## Cake Cutting Algorithms – 3 : Moving Knife Algorithm

Hello all,

Last time we have looked at “Successive Pair Algorithm” for simple fair division of a cake. Let us look at a different algorithm now. Why would we require a different algorithm? Let us see.

In the successive pair algorithm, every time $n^{th}$ arrives we would require all pieces to be cut into $n$ equal pieces. Let total number of pieces required to divide a cake amongst $n$ candidates be denoted by $T(n)$ ( it is a standard notation for time complexity calculation ). Therefore, total number of pieces would be :

$T(n) = n * T(n-1) = n* (n-1) * T(n-2) = n!$

Essentially, it indicates that if 10 candidates are contending for the cake, there will be 3,628,800 pieces at the end. Don’t you think it is a bit too much ? At the end, each candidate will have a fair share of cake powder :-). Certainly, we want a more elegant solution.

Let us see how following strategy works out for old friends Pinku, Rinku and Chinku :

Let the knife be at the leftmost end of the cake. Slowly but gradually shift the knife towards right. Whenever someone says “stop”, we will make a cut there and give the piece to the left of the knife to that person. For the remaining portion, we will play “Cut and Choose” as we only have two contenders left. Why does this strategy works??

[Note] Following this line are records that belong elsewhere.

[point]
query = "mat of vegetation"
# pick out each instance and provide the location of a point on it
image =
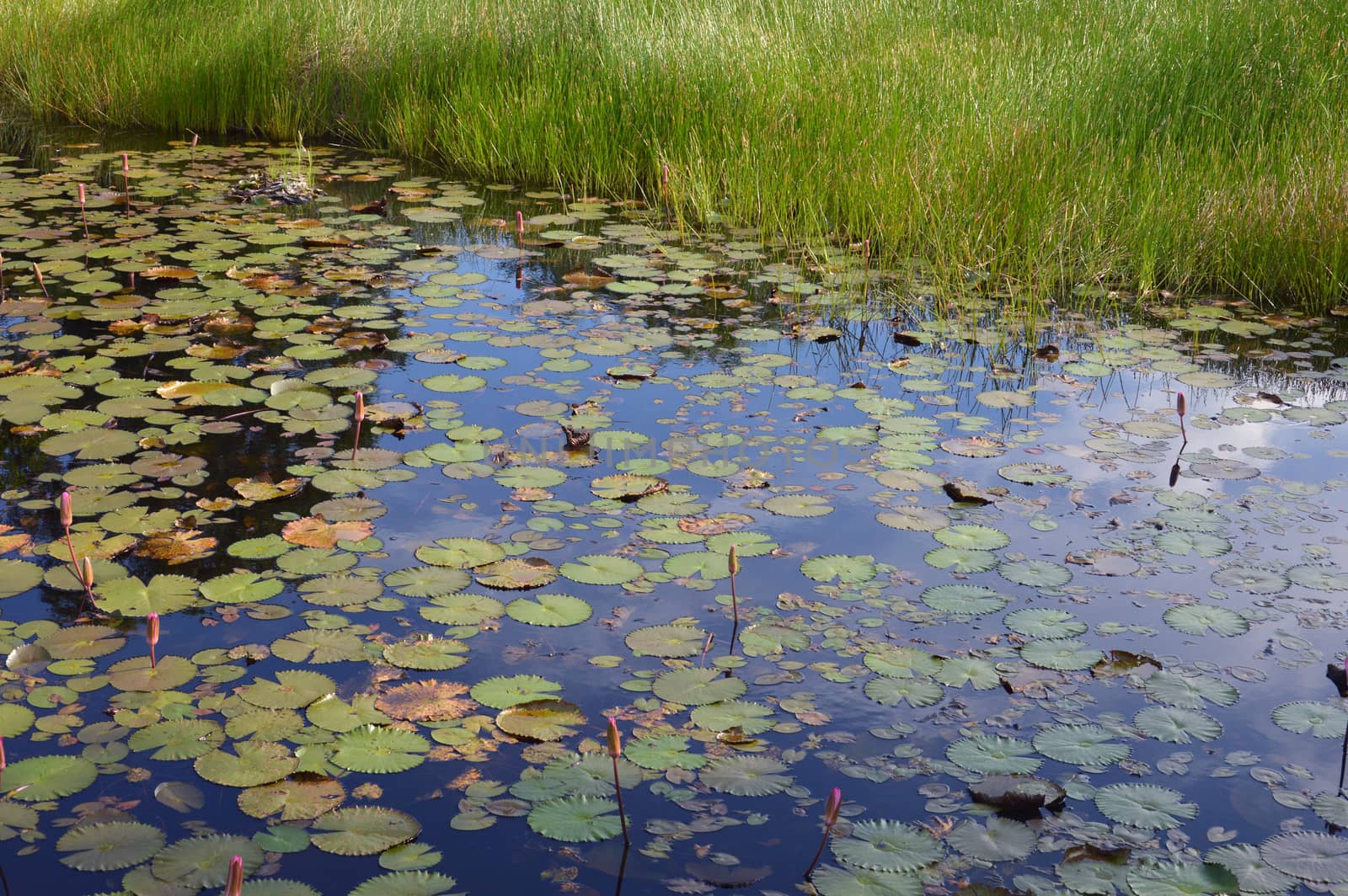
(382, 507)
(1051, 141)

Well, assume for example that Pinku is the first one to say “stop”. Let the piece to the left of the knife be denoted by $X_{k_1}$ for the first time, $X_{k_2}$ for the second time and so on. Clearly, Pinku is smart enough to say “stop” only when $f_p(X_{k_1}) \geq 1/3$. Chinku and Rinku did not bother to say “stop” implies that $f_c(X_{k_1}) , f_r(X_{k_1}) < 1/3$. Both Chinku and Rinku believes that the remaining piece is at least $2/3$. Chinku and Rinku will play “Cut and Choose” or rather “I cut you choose” to get their fair share.

This strategy can be extended for $n$ contenders. Whether it works or not, can easily be shown by mathematical induction.

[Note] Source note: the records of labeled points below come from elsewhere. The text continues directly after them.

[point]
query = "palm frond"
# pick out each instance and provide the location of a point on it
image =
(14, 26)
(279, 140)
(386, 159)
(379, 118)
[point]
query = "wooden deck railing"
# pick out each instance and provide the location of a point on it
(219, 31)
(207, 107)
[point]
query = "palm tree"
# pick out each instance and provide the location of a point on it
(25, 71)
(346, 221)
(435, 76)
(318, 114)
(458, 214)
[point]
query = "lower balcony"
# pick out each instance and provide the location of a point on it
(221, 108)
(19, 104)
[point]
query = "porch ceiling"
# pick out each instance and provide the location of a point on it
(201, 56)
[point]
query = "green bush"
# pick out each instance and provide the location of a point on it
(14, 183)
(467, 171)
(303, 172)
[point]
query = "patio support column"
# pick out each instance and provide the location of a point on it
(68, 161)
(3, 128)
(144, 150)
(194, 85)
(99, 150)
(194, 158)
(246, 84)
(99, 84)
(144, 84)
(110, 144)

Base case : For n=1 it is fairly trivial.

Hypothesis : Assume this stretagy works for $n-1$ contenders.

Induction Step : As we argued earlier, the first person to say “stop” believes that the cake is worth at least $1/n$ and others believe that the rest of the cake is worth at least $1-(1/n) = (n-1)/n$. The first person is given his/her share to his/her satisfaction. For the remaining $n-1$ persons, the rest of the cake is fairly divided $(1/(n-1)) * ((n-1)/n) = 1/n$.

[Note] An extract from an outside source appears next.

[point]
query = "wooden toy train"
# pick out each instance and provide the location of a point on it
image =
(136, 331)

This algorithm is called “Moving Knife Algorithm”. It generates exactly $n$ pieces with $n-1$ cuts. Still, I would say this algorithm is not good enough. It is obvious that one would require minimum of $n-1$ cuts to divide a cake into $n$ pieces, so where is the problem? If you look at this algorithm carefully, you would find out that this algorithm requires all contenders to make decision at each and every point while the knife is on move. If we denote the leftmost point of the cake as 0 and the rightmost point as 1, we will have infinitely many possible values in between. In short, this algorithm is an infinite step algorithm. Even though, this algorithm can work quite well in practice, it does not work well in theory. ( This is a strange example where something works in practice but not in theory :-). In practice, a person has a limitation in measuring, or in simpler words, we would not be able to tell a difference whether the knife is 3.7889213 cm away or 3.7889214 cm away ).

So, even though this is probably the most optimal solution practically, we need better finite step algorithms. We shall see later some of those.

–Saurabh Joshi